Algunos dicen que el amor hace que el mundo gire. Otros sostienen que el verdadero motor del mundo es el sexo. Todos tenemos sexo, y la mayoría de nosotros lo disfrutamos. Pero... ¿qué sucede cunado tu pareja (en el entendido de que tengas una sola) está de viaje, del otro lado del mundo? Se puede recurrir a distintas soluciones: desde la masturbación solitaria hasta el sexting. Y también existe LovePalz un juguete sexual para la pareja, que puede conectarse a internet y usarse mediante una aplicación para iPhone y dispositivos con Android, capaz de reproducir los movimientos del otro, a distancia. ¿Cómo les quedó el ojo?

LovePalz

¿Se acuerdan de que aquel capítulo de The Big Bang Theory en que Wolowitz inventa un aparato para besar a distancia, que capta los movimientos de las lenguas y los reproduce? Se trata de algo parecido, sólo que el LovePalz tiene un mejor aspecto (muy en la estética del iPhone) y está diseñado para el coito virtual.

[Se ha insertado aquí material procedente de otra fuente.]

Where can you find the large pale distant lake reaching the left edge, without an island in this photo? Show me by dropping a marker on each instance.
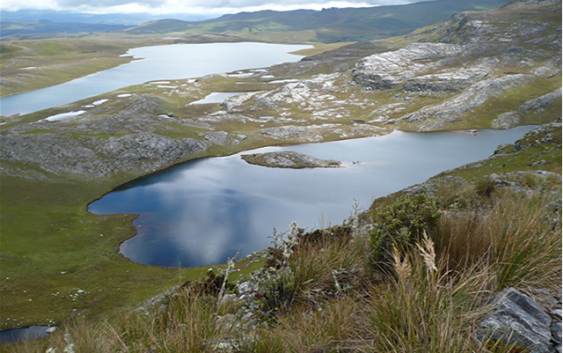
(159, 63)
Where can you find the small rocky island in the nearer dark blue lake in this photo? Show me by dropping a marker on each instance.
(289, 159)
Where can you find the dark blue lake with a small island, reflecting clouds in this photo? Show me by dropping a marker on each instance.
(202, 212)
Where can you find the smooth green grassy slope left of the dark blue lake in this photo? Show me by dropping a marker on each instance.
(59, 249)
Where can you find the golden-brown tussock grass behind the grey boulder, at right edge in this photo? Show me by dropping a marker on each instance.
(514, 234)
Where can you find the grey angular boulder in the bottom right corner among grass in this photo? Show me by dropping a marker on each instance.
(517, 319)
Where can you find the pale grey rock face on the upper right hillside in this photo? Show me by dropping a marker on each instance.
(465, 65)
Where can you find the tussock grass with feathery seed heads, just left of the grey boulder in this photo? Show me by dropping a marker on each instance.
(425, 308)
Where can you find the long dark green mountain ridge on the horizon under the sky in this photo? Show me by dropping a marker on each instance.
(328, 25)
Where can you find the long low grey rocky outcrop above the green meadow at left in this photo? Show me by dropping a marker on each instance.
(90, 157)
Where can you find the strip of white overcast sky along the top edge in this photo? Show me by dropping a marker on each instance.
(158, 7)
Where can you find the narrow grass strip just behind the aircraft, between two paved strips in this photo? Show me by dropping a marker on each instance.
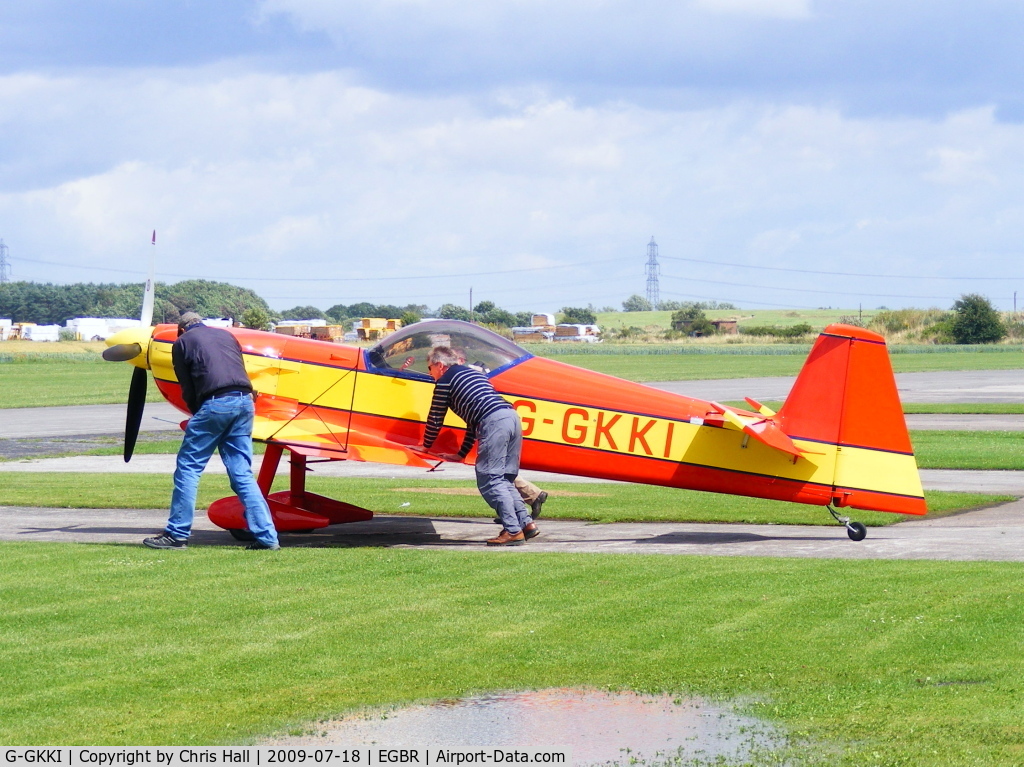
(600, 502)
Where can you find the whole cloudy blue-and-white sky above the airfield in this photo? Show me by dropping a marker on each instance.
(782, 153)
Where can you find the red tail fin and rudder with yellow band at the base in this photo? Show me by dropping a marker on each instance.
(846, 396)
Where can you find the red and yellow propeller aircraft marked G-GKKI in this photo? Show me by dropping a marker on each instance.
(840, 441)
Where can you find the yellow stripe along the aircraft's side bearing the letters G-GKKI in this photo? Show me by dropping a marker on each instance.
(600, 430)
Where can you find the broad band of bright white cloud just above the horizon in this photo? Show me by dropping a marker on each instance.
(254, 176)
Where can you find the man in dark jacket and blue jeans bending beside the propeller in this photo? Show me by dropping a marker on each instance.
(217, 390)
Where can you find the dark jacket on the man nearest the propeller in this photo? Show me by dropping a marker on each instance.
(208, 362)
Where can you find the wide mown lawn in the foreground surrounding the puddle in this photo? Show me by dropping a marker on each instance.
(864, 662)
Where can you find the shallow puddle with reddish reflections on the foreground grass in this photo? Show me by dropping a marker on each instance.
(600, 728)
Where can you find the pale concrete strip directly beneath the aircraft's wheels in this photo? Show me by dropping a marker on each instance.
(988, 535)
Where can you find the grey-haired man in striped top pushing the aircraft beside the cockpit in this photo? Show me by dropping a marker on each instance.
(470, 395)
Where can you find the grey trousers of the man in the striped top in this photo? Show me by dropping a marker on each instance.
(499, 444)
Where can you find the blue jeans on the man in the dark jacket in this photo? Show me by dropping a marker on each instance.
(225, 424)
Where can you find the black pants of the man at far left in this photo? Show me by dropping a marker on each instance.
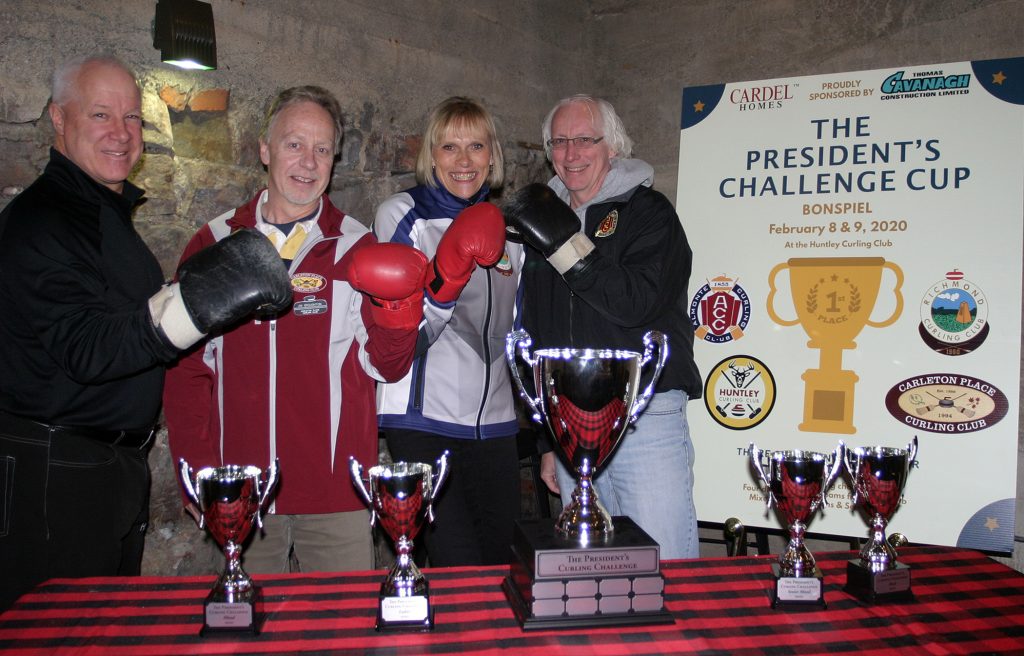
(71, 507)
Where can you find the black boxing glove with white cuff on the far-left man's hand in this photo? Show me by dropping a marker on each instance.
(220, 286)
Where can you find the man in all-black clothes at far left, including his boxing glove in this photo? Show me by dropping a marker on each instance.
(87, 325)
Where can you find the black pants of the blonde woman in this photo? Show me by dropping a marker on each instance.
(478, 507)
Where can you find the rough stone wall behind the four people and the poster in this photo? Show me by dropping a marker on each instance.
(390, 62)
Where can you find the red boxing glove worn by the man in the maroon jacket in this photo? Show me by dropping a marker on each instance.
(392, 278)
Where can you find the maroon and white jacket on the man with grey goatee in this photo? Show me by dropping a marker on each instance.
(300, 388)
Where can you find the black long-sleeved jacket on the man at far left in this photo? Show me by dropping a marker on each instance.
(77, 343)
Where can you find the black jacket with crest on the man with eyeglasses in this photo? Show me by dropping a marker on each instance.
(636, 283)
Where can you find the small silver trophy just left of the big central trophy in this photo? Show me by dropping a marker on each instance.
(402, 498)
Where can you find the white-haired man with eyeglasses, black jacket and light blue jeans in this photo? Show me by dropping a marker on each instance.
(610, 261)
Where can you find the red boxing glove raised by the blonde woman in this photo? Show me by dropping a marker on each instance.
(477, 237)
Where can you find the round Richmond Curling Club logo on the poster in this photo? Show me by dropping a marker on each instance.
(954, 316)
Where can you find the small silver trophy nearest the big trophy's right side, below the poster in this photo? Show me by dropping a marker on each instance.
(796, 485)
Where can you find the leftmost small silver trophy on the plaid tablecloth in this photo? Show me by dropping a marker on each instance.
(228, 501)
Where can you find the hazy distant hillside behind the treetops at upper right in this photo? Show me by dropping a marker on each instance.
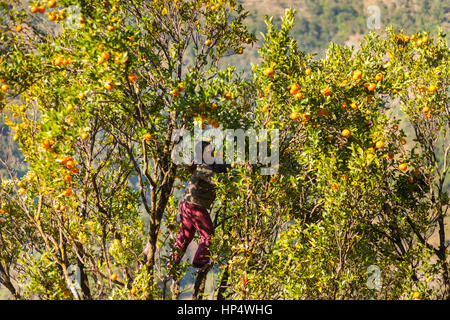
(319, 22)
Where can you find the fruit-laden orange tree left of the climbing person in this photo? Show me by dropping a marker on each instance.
(93, 91)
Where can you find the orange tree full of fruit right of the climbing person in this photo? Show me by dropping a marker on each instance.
(356, 202)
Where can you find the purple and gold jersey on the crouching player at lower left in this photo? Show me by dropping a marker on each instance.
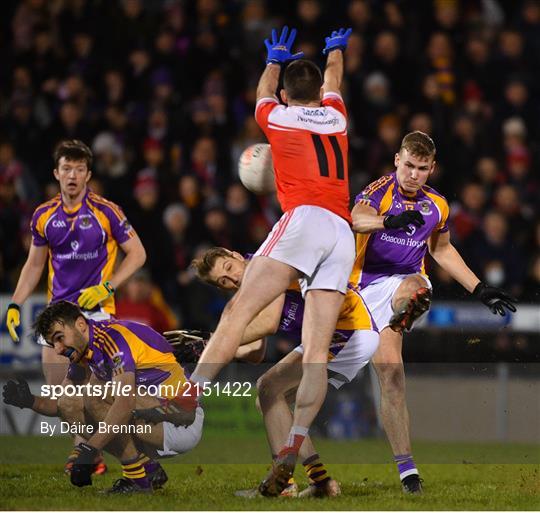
(118, 346)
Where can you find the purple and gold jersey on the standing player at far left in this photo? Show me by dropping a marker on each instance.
(83, 244)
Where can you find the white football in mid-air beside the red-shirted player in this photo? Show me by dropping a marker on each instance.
(256, 169)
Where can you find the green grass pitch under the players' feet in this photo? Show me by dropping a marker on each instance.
(457, 477)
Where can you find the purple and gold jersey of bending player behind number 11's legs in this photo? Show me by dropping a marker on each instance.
(354, 315)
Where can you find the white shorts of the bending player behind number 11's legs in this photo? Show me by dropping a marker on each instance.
(357, 352)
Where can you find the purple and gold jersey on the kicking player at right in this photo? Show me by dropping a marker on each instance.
(388, 252)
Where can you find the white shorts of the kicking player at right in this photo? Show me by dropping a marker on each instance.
(378, 297)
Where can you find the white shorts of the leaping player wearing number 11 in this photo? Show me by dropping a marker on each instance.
(317, 242)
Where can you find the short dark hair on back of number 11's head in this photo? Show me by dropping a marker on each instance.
(302, 81)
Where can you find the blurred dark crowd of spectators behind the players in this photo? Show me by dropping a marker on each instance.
(164, 91)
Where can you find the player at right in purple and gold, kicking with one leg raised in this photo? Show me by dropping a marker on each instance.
(398, 219)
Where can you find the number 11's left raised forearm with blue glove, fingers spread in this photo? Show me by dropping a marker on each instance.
(279, 53)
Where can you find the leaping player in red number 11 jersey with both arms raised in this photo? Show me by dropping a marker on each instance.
(311, 242)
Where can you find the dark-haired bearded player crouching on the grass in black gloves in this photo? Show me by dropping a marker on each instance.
(125, 364)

Como el proyecto fue rechazado por Kickstarter, los creadores de este doble juguete abrieron su propio sitio web, en donde es posible ordenarlo. Consta de una unidad femenina y otra masculina, ambas se adquieren por separado y cuestan unos 50 dólares. Si el público adquiere las suficientes, el proyecto podrá ser financiado y llegar a los estantes de las sex shops, o compararse de manera regular en línea.

¿Qué tan necesaria era la existencia de un producto como éste? No creo que mucho. Pero tampoco es necesario lo que consumimos todos los días, y lo mismo funciona. Eso sí, me parece que intentar reemplazar la presencia física de la pareja con un accesorio para iPhone representa una imagen bastante triste. Me quedo con la masturbación propiciada por mi propia mente, que a veces sabe ponerse dos tres sofisticada. Con todo (para qué mentir) sería interesante probar el juguetito, nada más por curiosidad y no quedarse con las ganas.